Archive for March, 2017

Tools for Children Who Are Blind or Visually Impaired to Access Electronic Information

It is estimated that there are over 10 million vision impaired people in the United States today. For children pursuing their education, being visually impaired can be a challenge, but now there are many options available for assistance that we never had before.

So much of the information that we receive these days is obtained through digital technology, and assistive technology tools are available to help people who are blind or visually impaired get access to information using computers and other electronic devices.

All current operating systems have built in accessibility options for different browsers and devices. The software will provide information on how to adjust settings to change colors or font sizes or even access text to speech options, and software is available to increase accessibility and choices, including tools for accessing print information.

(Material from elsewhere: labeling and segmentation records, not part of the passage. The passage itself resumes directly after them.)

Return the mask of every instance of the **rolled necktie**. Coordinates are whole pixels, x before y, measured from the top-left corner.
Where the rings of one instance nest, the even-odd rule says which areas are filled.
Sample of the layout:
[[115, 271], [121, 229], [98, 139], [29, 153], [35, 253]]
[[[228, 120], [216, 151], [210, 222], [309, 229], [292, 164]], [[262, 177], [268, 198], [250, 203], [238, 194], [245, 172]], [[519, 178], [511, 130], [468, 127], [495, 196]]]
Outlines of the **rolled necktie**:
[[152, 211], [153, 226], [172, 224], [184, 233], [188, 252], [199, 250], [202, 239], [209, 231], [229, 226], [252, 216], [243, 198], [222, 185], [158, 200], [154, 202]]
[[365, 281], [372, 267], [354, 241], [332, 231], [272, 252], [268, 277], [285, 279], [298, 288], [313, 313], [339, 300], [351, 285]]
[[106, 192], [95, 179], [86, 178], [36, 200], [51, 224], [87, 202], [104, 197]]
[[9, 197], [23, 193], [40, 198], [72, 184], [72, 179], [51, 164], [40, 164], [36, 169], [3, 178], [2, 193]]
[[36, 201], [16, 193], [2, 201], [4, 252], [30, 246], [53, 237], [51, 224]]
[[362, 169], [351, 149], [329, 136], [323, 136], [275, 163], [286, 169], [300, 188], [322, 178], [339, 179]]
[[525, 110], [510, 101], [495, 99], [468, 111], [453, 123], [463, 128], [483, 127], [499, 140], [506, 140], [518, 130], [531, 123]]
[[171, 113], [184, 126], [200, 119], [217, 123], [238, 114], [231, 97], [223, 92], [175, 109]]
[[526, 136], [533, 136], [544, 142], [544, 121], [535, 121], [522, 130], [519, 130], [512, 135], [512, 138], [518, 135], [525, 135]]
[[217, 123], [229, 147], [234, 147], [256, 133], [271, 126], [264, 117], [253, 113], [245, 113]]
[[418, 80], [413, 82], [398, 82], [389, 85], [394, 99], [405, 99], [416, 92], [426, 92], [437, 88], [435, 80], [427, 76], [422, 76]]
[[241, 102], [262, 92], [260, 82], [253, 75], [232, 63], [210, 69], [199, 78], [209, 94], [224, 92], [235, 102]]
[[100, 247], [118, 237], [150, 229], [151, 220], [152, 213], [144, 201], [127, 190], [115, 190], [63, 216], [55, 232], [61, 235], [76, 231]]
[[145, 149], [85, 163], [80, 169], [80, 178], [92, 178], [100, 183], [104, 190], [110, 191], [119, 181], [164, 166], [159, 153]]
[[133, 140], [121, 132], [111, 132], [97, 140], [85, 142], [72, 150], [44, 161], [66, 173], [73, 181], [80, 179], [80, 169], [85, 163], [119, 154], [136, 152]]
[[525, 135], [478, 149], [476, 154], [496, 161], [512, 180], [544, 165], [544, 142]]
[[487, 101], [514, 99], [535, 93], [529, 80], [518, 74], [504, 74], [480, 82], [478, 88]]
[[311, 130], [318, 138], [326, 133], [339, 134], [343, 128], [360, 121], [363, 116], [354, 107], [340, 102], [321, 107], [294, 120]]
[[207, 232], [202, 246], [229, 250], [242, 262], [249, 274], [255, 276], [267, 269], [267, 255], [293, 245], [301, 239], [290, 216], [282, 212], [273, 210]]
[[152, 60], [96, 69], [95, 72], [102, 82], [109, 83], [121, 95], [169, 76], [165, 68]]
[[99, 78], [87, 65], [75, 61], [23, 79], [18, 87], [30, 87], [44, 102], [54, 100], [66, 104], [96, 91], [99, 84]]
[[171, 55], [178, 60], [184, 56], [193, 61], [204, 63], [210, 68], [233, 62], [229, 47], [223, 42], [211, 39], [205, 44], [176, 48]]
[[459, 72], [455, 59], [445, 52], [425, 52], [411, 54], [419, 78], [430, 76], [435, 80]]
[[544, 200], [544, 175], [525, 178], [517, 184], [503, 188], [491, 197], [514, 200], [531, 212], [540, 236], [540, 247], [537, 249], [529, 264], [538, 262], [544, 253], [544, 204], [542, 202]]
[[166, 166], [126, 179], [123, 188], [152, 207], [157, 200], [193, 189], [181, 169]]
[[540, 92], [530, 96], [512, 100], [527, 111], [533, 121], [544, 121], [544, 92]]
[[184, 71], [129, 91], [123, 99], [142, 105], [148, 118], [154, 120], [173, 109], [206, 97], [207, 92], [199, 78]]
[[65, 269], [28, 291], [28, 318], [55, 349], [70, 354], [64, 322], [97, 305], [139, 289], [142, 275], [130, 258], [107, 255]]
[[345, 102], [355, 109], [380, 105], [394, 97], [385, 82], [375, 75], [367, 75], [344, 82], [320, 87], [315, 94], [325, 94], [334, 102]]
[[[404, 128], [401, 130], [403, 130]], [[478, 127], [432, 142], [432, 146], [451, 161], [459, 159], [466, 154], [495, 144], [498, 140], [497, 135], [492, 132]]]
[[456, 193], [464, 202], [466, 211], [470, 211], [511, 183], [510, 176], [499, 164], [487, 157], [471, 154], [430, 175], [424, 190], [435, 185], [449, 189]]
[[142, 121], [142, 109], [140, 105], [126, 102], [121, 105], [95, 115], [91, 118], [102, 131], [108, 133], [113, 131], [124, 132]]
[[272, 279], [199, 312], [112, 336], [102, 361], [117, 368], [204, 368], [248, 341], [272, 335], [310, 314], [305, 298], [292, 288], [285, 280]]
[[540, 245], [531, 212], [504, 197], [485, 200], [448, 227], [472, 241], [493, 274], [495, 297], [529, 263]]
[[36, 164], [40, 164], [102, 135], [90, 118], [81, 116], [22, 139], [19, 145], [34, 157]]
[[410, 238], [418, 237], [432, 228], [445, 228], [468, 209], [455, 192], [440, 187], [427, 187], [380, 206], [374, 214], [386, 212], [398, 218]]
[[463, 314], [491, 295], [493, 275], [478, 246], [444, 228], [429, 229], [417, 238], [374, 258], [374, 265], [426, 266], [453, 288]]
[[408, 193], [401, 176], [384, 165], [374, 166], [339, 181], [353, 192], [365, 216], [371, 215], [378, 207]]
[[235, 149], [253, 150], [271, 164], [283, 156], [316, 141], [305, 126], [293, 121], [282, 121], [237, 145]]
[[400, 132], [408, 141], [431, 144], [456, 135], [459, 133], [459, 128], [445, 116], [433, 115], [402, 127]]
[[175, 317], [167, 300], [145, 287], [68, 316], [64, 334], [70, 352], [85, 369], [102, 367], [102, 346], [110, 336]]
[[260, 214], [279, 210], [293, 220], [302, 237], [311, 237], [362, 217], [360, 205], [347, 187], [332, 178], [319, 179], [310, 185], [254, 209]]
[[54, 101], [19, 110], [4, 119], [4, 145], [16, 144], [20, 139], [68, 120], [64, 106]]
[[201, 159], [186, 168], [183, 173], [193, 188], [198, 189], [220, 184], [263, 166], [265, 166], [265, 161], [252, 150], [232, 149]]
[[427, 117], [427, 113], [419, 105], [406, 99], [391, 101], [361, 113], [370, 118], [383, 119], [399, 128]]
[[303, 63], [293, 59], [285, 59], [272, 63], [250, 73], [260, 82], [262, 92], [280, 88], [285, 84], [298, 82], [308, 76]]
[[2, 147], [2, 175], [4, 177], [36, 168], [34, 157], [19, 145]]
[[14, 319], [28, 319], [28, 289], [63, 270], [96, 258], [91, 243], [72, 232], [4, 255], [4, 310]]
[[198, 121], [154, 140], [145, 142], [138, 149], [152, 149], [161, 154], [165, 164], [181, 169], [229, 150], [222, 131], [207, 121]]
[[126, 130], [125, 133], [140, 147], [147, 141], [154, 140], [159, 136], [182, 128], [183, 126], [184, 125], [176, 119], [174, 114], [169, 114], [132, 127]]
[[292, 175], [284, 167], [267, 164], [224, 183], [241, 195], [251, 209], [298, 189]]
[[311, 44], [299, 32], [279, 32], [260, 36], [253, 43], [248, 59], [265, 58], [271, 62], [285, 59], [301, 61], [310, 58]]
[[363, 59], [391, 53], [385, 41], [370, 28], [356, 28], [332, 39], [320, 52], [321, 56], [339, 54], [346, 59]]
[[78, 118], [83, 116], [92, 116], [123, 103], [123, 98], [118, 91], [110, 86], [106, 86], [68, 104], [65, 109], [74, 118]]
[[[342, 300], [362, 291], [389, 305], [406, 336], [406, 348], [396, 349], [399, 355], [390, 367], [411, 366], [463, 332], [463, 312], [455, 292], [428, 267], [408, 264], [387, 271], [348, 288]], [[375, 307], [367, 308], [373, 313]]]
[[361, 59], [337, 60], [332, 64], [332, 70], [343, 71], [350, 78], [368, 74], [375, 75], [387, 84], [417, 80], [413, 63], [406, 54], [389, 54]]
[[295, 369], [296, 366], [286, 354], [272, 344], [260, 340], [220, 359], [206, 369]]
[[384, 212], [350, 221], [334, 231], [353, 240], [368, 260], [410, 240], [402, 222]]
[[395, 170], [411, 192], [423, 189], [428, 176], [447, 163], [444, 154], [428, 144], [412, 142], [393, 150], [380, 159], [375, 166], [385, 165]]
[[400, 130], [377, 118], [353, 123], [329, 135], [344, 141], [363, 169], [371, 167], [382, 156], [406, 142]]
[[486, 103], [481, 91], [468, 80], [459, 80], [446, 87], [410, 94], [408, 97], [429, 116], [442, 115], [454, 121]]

Some of the main accessibility tools available now for use by children and students of all ages include:

Screen Magnification Software

There are numerous software programs available that allow an individual to magnify what is shown on the computer screen. Most of these programs allow users to increase the size of the image on the screen, change the color of the background and the font type, select enlarged or different color cursors and arrows, and have some type of TTS (text-to-speech) capability.

Screen-Reading Software

The use of screen-reading software, known as TTS or text-to-speech, enables a user to hear the text that is displayed on a screen. These programs use a sound card in the computer to produce the speech, which can be heard through speakers or headphones. The user controls the screen-reading technology through keyboard commands to choose what information on the screen to read aloud and to control how it is read. Interpreting photos, images and other graphics is a challenge but technology is getting better and better at handling dynamic visual information.

Refreshable Braille Displays

A refreshable braille display, also known as a braille terminal, is an electro-mechanical device for displaying braille characters. It allows the user to feel a braille representation of the text that is on the computer screen. The display consists of plastic pins that are raised and lowered to form the corresponding braille characters as the cursor moves across the print on the screen. Braille displays are typically 20, 40, or 80 braille cells in length. Braille displays must be used in combination with screen-reading software.

Assistive Technology – An Overview

There are many methods available for a visually impaired person to access digital content (websites, documents, etc.). Some of the most common are screen readers, including text-to-speech (TTS), screen magnifiers and braille displays.

The majority of screen reader software will simply read the text on a web page or document in a uniform, static way, from top to bottom and left to right. Only if the content creator builds accessibility into their documents and websites can assistive technologies be used in a dynamic way, allowing the reader to experience the website or document as completely as sighted people do. Digital accessibility comes from content creators, not from assistive technologies.


Examples of Screen Reader Assistive Technology include:

Screen Readers

Screen readers are software apps that identify and interpret what is being displayed on a screen, allowing blind or visually impaired users to read the text with a speech synthesizer or braille display. A screen reader is the interface between a computer’s operating system, its applications, and the user. Screen readers are a form of assistive technology (AT) that are useful for addressing many types of special needs, including assistance for the blind or visually impaired, people who are illiterate, or those who have learning disabilities.

Screen Magnifiers

A screen magnifier is an app that interfaces with a computer’s graphical output to display enlarged screen content. Screen magnifiers are used by visually impaired people who have some functional vision, and can be particularly useful for the elderly. Screen magnifiers are not useful for those who have little or no vision.

Text-to-Speech Software

Text-to-Speech software converts the written word into audio. TTS software is useful for the visually impaired as well as being a good teaching tool. The ability to hear accents and pronunciation is useful for learning languages.

TTY (Text Telephone)

TTY is also sometimes called a TDD, or Telecommunication Device for the Deaf, but TTY is the more commonly used term because TTYs are used by many people, not just people who are hearing-impaired. TTY is one of the oldest assistive technologies. In the 1960s and 1970s, deaf researchers in the United States developed relay services to enable deaf and hearing people to communicate with each other. These early devices were called teletypewriters, or TTY, and they connected to a phone system specifically created for the hearing-impaired.

Nowadays TTY conversion modems are connected between computers and telephones to allow an individual to type a message on a computer and send it to a TTY telephone. With TTY, someone who cannot hear can use the telephone by typing what they want to say and reading what the other party says. With TTY texts can also be sent via telephone. A person using a TTY can converse directly over the phone line with anyone else using a TTY or computer with the appropriate software.